Gudrun would run into trouble, sooner or later. Horst had no doubt of it. She was intelligent, and she knew to guard her tongue around strangers, but she had no way of knowing how things worked in the world. Hell, she’d managed to invite an SS spy to her very first meeting! She couldn’t get very far without help…
…And Horst, who knew his duty called for him to report her, was seriously considering offering her that help.
It was a hard choice to make. If he were caught, his family would disown him – and it probably wouldn’t be enough to save their lives. It would be easy to alert the SS, to have Gudrun and the rest of the students put under surveillance, and put an end to the whole affair… but he didn’t want to put an end to the whole affair. He wanted her to do… what? What would she do if she proved her point?
Perhaps I’ll just wait and see if she has a plan, he told himself. And if she does, I can decide what to do about it.
Chapter Eight
Wewelsburg Castle, Germany
20 July 1985
It was blasphemy to even consider it, but there were times when Reichsführer-SS Karl Holliston thought that Heinrich Himmler had been a very strange man. Karl understood the value of strength – and the will to use it – as much as any other SS officer, yet Himmler’s obsession with the occult had undermined the last five years of his career, allowing him to be gently nudged aside by his former subordinates. Wewelsburg Castle itself was a grand monument to that obsession; parts of the castle had been redesigned to look like something from the Grand Order of Teutonic Knights, while other parts were designed to serve as the SS’s western centre of operations.

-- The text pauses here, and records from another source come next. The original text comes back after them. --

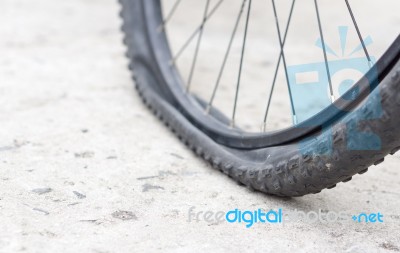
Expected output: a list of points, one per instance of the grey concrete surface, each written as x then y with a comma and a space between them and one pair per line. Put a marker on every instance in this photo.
84, 166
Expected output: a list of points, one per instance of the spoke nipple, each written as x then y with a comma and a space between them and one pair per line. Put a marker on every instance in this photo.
160, 28
264, 127
208, 109
295, 119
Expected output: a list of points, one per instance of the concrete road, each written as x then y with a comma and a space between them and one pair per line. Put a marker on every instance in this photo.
84, 166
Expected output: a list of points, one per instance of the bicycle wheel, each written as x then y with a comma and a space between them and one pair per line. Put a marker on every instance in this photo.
346, 137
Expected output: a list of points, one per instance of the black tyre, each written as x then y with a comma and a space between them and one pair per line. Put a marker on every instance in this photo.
292, 162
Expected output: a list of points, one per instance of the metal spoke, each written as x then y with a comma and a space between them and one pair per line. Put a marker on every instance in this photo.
170, 14
196, 52
324, 49
284, 61
198, 29
241, 64
277, 67
359, 33
225, 57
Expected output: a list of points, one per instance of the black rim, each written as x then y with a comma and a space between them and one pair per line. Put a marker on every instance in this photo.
190, 107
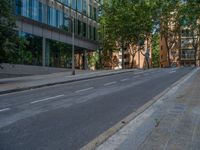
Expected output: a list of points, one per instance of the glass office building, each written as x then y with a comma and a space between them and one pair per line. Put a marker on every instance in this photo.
50, 23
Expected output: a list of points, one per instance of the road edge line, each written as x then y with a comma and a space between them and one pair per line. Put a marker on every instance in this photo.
19, 89
111, 131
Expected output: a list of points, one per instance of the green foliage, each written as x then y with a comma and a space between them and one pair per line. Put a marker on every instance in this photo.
125, 22
155, 50
7, 34
93, 60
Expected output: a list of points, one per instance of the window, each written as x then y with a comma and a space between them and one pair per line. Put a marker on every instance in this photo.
79, 28
60, 19
85, 7
79, 5
95, 14
95, 34
91, 34
66, 22
84, 29
40, 11
36, 10
91, 12
51, 16
18, 7
74, 4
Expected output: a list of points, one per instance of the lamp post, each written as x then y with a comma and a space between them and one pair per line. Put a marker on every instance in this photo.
73, 65
73, 33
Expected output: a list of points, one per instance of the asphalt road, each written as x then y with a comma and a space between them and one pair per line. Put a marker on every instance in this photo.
68, 116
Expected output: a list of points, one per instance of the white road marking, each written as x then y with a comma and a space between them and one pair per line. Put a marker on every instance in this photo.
126, 79
46, 99
5, 109
136, 76
83, 90
172, 71
110, 83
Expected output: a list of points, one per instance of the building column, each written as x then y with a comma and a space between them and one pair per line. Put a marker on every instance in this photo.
43, 51
85, 65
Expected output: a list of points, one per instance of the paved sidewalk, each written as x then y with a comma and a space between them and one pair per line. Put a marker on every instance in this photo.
8, 85
171, 123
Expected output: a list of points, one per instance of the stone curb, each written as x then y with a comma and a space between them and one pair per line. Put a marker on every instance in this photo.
104, 136
70, 80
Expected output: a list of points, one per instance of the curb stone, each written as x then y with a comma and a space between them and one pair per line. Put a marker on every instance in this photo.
18, 89
108, 133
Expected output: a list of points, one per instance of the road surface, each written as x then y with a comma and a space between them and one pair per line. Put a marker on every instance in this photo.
68, 116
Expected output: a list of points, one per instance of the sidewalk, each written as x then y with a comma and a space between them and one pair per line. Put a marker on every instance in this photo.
8, 85
171, 123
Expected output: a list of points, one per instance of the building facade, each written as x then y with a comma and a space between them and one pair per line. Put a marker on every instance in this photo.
48, 26
134, 57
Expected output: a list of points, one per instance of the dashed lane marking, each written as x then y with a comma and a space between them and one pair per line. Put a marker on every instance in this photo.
123, 80
83, 90
5, 109
46, 99
110, 83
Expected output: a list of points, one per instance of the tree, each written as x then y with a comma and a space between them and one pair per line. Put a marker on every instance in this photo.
7, 34
155, 50
123, 23
190, 18
169, 25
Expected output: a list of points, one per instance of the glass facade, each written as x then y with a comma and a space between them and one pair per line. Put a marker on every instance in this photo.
38, 11
29, 50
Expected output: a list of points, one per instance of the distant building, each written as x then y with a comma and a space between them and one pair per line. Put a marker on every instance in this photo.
134, 57
47, 26
184, 52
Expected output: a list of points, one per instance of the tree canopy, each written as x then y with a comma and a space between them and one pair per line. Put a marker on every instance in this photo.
7, 33
126, 22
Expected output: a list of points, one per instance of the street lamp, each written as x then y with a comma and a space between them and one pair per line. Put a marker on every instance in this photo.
73, 64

There was even a monument to the Holy Grail in the lower levels, perched in the centre of a round table.
And some of Himmler’s other ideas might have caught on, if he’d had longer, Karl thought. Shrines to the old gods, grand ceremonies of might and magic…
He shook his head in rueful amusement. Rumours of virgin sacrifices and blood oaths had hovered around the castle for as long as the SS had occupied it – and, indeed, there were some very strange cults and secret societies rumoured to exist within the SS itself. Karl had never seen anything to indicate that they even existed, but that proved nothing. The SS was a multitude of competing factions and some of them were very secretive indeed. And yet, what need did they have of the old gods? All that was needed was the will to power.
A strong will can overcome anything, Karl thought, remembering his training as a young officer. They’d been pushed to the limit, the weak falling by the wayside or dying in training; the survivors strong enough to keep going, whatever the world threw at them. It had been twenty years since Karl had seen active service, since he’d been promoted into a desk job, but he’d done his best to stay in shape. And the will to power is everything.